Indeed, the film shines brightest when it silently embraces Stanton’s faintly nihilistic love for the futility of things. Here’s a man who decorates his home not only with pictures of him posing with Willie Nelson and Jack Nicholson but also images of the Milky Way with an arrow pointing at the approximate location of the Earth saying “You Are Here”. During a car ride home, he suddenly asks whether the world really crashes through space at 17,000 miles an hour and, upon receiving an affirmative answer, dryly observes: “And there’s nothing I can do about it”. When quoting a piece of zen philosophy he might have picked up from his regular phone calls with Marlon Brando, he explains that this was “buddhistic but I’m not a Buddhist”. “What are you?”, Huber asks. “Nothing”, comes the inevitably simple answer.
It is moments like these that make up for an otherwise disappointingly bland film, which lacks any form of cinematic imagination. Most of the interviews are stylistically negligible variations on the infamous “talking heads” of television documentaries. Similarly, Partly Fiction is chained to a rigid structure that does not allow for narrative diversion, unlike other, more daring Swiss docs like, say, Paul Bowles: The Cage Door Is Always Open. And for a film about an actor known for the sheer number of movies he’s starred in – even if its focus does not lie on his body of work –, Partly Fiction‘s repertoire of clips is almost ridiculously limited.
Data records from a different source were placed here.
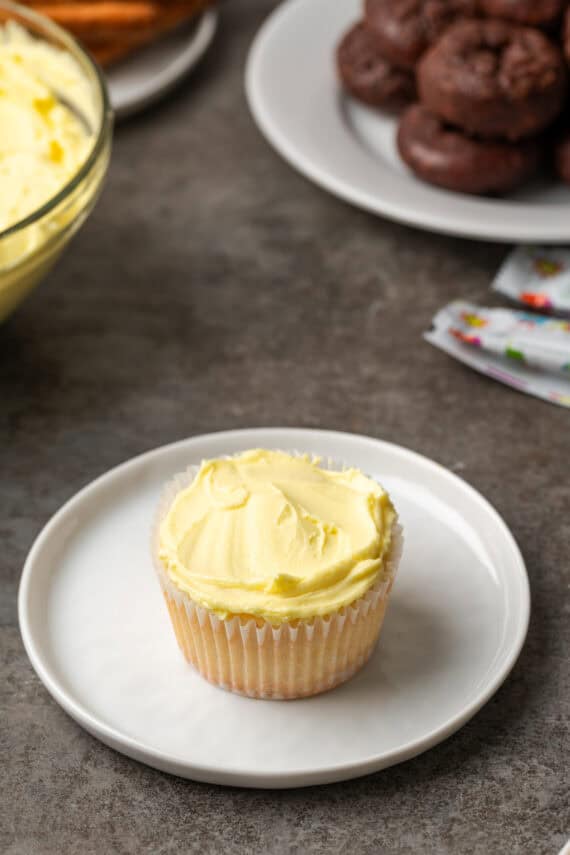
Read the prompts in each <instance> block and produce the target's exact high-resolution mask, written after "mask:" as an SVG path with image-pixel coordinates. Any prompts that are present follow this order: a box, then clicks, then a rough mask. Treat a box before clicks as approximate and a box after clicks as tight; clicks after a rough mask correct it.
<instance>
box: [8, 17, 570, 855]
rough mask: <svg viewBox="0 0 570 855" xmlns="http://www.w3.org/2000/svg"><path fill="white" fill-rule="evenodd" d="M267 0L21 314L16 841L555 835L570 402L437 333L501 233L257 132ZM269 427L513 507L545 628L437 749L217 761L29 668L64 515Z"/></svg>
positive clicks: (515, 842)
mask: <svg viewBox="0 0 570 855" xmlns="http://www.w3.org/2000/svg"><path fill="white" fill-rule="evenodd" d="M271 5H272V3H270V2H262V0H241V2H239V0H233V2H232V3H231V4H228V5H227V7H226V8H225V9H224V25H223V28H222V32H221V34H220V36H219V38H218V39H217V41H216V44H215V48H214V49H213V50H212V52H211V54H210V55H209V57H208V59H207V60H206V62H205V63H204V64H203V66H202V67H201V69H200V70H199V72H198V73H197V74H196V75H195V76H194V77H193V78H192V79H191V80H190V81H188V83H187V84H185V85H184V87H183V89H182V90H181V91H179V92H178V93H177V94H176V95H174V96H173V97H172V98H171V99H170V100H169V101H168V102H167V103H164V104H163V105H162V106H161V107H159V108H158V109H156V110H154V111H152V112H150V113H148V114H147V115H145V116H142V117H140V118H138V119H136V120H133V121H131V122H130V123H129V124H127V125H124V126H122V127H120V128H119V129H118V132H117V135H116V143H115V151H114V157H113V163H112V167H111V170H110V175H109V179H108V182H107V185H106V189H105V192H104V194H103V197H102V199H101V202H100V204H99V205H98V207H97V209H96V211H95V213H94V214H93V216H92V217H91V219H90V221H89V222H88V224H87V226H86V227H85V228H84V230H83V231H82V232H81V234H80V235H79V236H78V238H77V239H76V240H75V242H74V243H73V245H72V247H71V248H70V250H69V252H68V253H67V255H66V256H65V258H64V260H63V261H62V263H61V264H60V265H59V267H58V268H57V270H56V271H54V272H53V274H52V275H51V276H50V277H49V280H48V281H46V282H45V283H44V285H43V286H42V287H41V288H40V290H39V291H38V293H37V294H36V295H35V296H34V297H33V298H32V299H30V300H29V302H28V303H27V304H26V305H25V306H24V307H23V309H22V310H21V311H20V312H19V313H18V314H17V315H16V316H14V317H13V319H11V320H10V321H9V322H8V323H7V324H5V325H4V326H3V327H2V328H1V329H0V401H1V404H0V407H1V410H0V418H1V420H2V421H1V433H0V472H1V498H0V502H1V508H2V513H1V515H0V527H1V536H2V556H1V559H0V565H1V582H2V598H1V630H0V632H1V649H2V664H1V671H0V693H1V710H0V715H1V722H2V725H3V735H2V739H3V741H4V747H5V749H6V750H5V752H4V753H3V760H2V764H1V766H0V775H1V777H2V786H1V789H2V801H1V804H0V811H1V822H0V826H1V828H2V829H3V834H2V837H3V841H4V843H3V844H0V848H4V844H6V845H7V851H8V852H9V853H11V855H24V853H34V855H35V853H46V855H47V854H48V853H81V855H83V853H113V852H119V853H123V852H136V853H167V852H169V853H170V852H179V851H180V852H182V851H185V852H200V853H204V855H208V853H223V852H229V853H254V852H259V853H264V852H275V853H288V852H291V853H305V852H307V853H313V852H314V853H340V852H344V851H349V852H355V853H374V855H377V853H419V852H422V853H424V852H425V853H454V855H455V853H461V855H462V853H476V855H487V853H521V855H522V853H524V855H530V853H532V855H551V853H552V855H554V853H556V852H557V851H558V849H559V848H560V847H561V846H562V844H563V842H564V839H565V832H567V831H568V828H569V825H570V823H569V822H568V819H569V817H568V790H567V787H565V784H564V781H563V773H564V770H565V765H567V763H565V760H566V761H567V755H566V758H565V756H564V753H565V750H567V742H566V743H565V740H566V739H567V720H566V716H565V713H564V708H563V703H564V699H565V700H566V702H567V701H568V696H569V693H568V688H569V677H568V669H567V667H566V663H565V657H566V655H567V652H568V640H569V626H570V620H569V607H568V581H569V573H568V543H569V535H570V514H569V508H570V487H569V478H568V449H569V440H568V437H569V428H570V414H569V413H568V411H564V410H562V409H557V408H555V407H553V406H549V405H547V404H544V403H541V402H539V401H536V400H534V399H530V398H526V397H523V396H521V395H519V394H517V393H515V392H513V391H510V390H508V389H506V388H504V387H502V386H500V385H498V384H496V383H493V382H492V381H490V380H487V379H485V378H482V377H480V376H478V375H476V374H474V373H471V372H470V371H468V370H467V369H465V368H463V367H462V366H460V365H459V364H456V363H455V362H453V361H452V360H450V359H449V358H447V357H446V356H445V355H443V354H442V353H439V352H438V351H436V350H434V349H432V348H431V347H429V346H428V345H427V344H424V343H422V341H421V338H420V336H421V333H422V331H423V330H424V329H425V328H426V327H427V326H428V325H429V321H430V318H431V316H432V315H433V313H434V312H435V310H436V309H437V308H438V307H440V306H441V305H442V304H443V303H445V302H446V301H447V300H449V299H451V298H453V297H465V298H475V299H480V300H482V301H483V300H486V299H488V286H489V281H490V278H491V275H492V273H493V271H494V270H495V268H496V267H497V264H498V262H499V261H500V259H501V258H502V256H503V254H504V251H505V247H501V246H492V245H485V244H481V243H469V242H466V241H461V240H454V239H451V238H443V237H437V236H433V235H430V234H427V233H425V234H423V233H421V232H419V231H413V230H410V229H407V228H405V227H401V226H398V225H393V224H391V223H388V222H384V221H382V220H379V219H375V218H373V217H371V216H367V215H365V214H363V213H360V212H358V211H356V210H353V209H351V208H349V207H348V206H346V205H344V204H342V203H340V202H338V201H336V200H335V199H333V198H331V197H329V196H327V195H325V194H324V193H323V192H321V191H320V190H318V189H316V188H315V187H313V186H311V185H310V184H309V183H307V182H306V181H305V180H303V179H302V178H300V177H298V176H297V175H296V174H295V173H293V172H292V171H291V169H290V168H289V167H288V166H287V165H286V164H285V163H283V162H282V161H281V160H280V159H279V158H278V157H277V156H276V155H275V154H274V153H273V152H272V151H271V150H270V149H269V147H268V146H267V145H266V143H265V142H264V141H263V140H262V139H261V137H260V135H259V133H258V132H257V130H256V128H255V127H254V126H253V123H252V121H251V119H250V117H249V114H248V111H247V108H246V105H245V101H244V95H243V90H242V72H243V65H244V60H245V56H246V51H247V47H248V44H249V43H250V40H251V38H252V36H253V33H254V32H255V30H256V28H257V27H258V25H259V23H260V22H261V20H262V18H263V17H264V15H265V14H266V13H267V12H268V11H269V8H270V7H271ZM251 425H301V426H308V427H326V428H340V429H344V430H350V431H358V432H363V433H366V434H371V435H373V436H378V437H382V438H384V439H387V440H392V441H395V442H398V443H402V444H403V445H406V446H409V447H411V448H414V449H416V450H417V451H419V452H422V453H424V454H427V455H429V456H431V457H434V458H435V459H436V460H438V461H440V462H441V463H443V464H444V465H447V466H449V467H451V468H452V469H457V470H460V471H461V474H462V475H463V476H464V477H465V478H466V479H467V480H468V481H469V482H470V483H472V484H473V485H474V486H475V487H477V488H478V489H480V490H481V491H482V492H483V493H484V494H485V495H486V496H487V497H488V498H489V499H490V500H491V501H492V502H493V503H494V504H495V505H496V506H497V508H498V509H499V511H500V512H501V513H502V514H503V515H504V517H505V519H506V520H507V522H508V524H509V525H510V526H511V527H512V529H513V531H514V533H515V536H516V537H517V539H518V541H519V543H520V546H521V548H522V551H523V553H524V555H525V557H526V560H527V562H528V570H529V574H530V579H531V585H532V595H533V616H532V621H531V626H530V633H529V637H528V641H527V644H526V646H525V648H524V651H523V653H522V656H521V658H520V660H519V662H518V664H517V665H516V667H515V669H514V672H513V674H512V676H511V677H510V678H509V680H508V681H507V683H506V684H505V685H504V687H503V688H502V689H501V690H500V691H499V692H498V693H497V695H496V696H495V698H494V699H493V700H492V701H491V702H490V703H489V704H488V705H487V706H486V707H485V708H484V709H483V710H482V711H481V712H480V713H479V714H478V715H477V716H476V718H475V719H474V720H472V721H471V722H470V723H469V724H468V725H467V726H466V727H464V728H463V729H462V730H461V731H460V732H459V733H457V734H456V735H455V736H453V737H452V738H451V739H449V740H448V741H447V742H445V743H444V744H442V745H440V746H438V747H437V748H435V749H433V750H432V751H430V752H428V753H427V754H425V755H423V756H422V757H419V758H417V759H415V760H413V761H411V762H409V763H406V764H404V765H402V766H399V767H395V768H392V769H389V770H387V771H385V772H382V773H380V774H377V775H373V776H370V777H367V778H364V779H361V780H358V781H353V782H350V783H346V784H337V785H334V786H328V787H319V788H315V789H309V790H297V791H284V792H273V793H272V792H262V791H258V792H256V791H246V790H237V789H222V788H218V787H214V786H206V785H202V784H194V783H192V782H189V781H182V780H178V779H176V778H172V777H169V776H168V775H164V774H161V773H159V772H155V771H154V770H152V769H149V768H146V767H144V766H141V765H139V764H137V763H135V762H134V761H132V760H129V759H127V758H126V757H123V756H121V755H119V754H116V753H114V752H113V751H111V750H110V749H108V748H106V747H105V746H103V745H101V744H100V743H99V742H97V741H96V740H94V739H92V738H91V737H90V736H88V735H87V734H86V733H84V732H83V731H82V730H81V729H80V728H79V727H78V726H77V725H76V724H74V722H72V721H71V720H70V719H69V718H68V717H67V716H66V715H65V714H64V713H63V712H62V711H61V710H60V709H59V707H57V706H56V704H55V703H54V702H53V701H52V700H51V699H50V698H49V697H48V695H47V693H46V691H45V690H44V689H43V687H42V686H41V684H40V683H39V681H38V679H37V678H36V676H35V674H34V673H33V671H32V669H31V667H30V665H29V663H28V661H27V659H26V656H25V654H24V651H23V649H22V644H21V641H20V637H19V633H18V628H17V618H16V591H17V585H18V579H19V576H20V571H21V567H22V564H23V561H24V558H25V556H26V552H27V550H28V549H29V547H30V545H31V543H32V540H33V538H34V537H35V535H36V534H37V533H38V531H39V530H40V528H41V527H42V526H43V525H44V523H45V522H46V521H47V520H48V519H49V517H50V516H51V514H53V512H54V511H56V510H57V508H58V507H59V506H60V505H61V503H62V502H63V501H64V500H65V499H67V498H68V497H70V496H71V495H72V494H73V493H74V492H75V491H76V490H77V489H78V488H79V487H81V486H82V485H84V484H85V483H87V482H88V481H89V480H91V479H92V478H94V477H95V476H96V475H99V474H100V473H102V472H104V471H105V470H106V469H108V468H109V467H110V466H113V465H115V464H116V463H119V462H121V461H123V460H125V459H127V458H129V457H131V456H132V455H135V454H138V453H139V452H142V451H145V450H146V449H150V448H153V447H154V446H157V445H161V444H163V443H167V442H170V441H172V440H176V439H179V438H181V437H185V436H188V435H190V434H196V433H200V432H204V431H213V430H218V429H222V428H232V427H246V426H251ZM566 771H567V770H566Z"/></svg>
Paris, Texas and Cisco Pike are understandably given the most screentime, considering the involvement of Wim Wenders (as well as Sam Shepard) and Kris Kristofferson, respectively; whereas the rest of his career seems constrained to short clips from Alien, Repo Man, The Straight Story, and Cool Hand Luke. For all intents and purposes, Partly Fiction is not a particularly successful film. But it does follow the late Roger Ebert’s famous Stanton-Walsh Rule: “No movie featuring either Harry Dean Stanton or M. Emmet Walsh can be altogether bad”.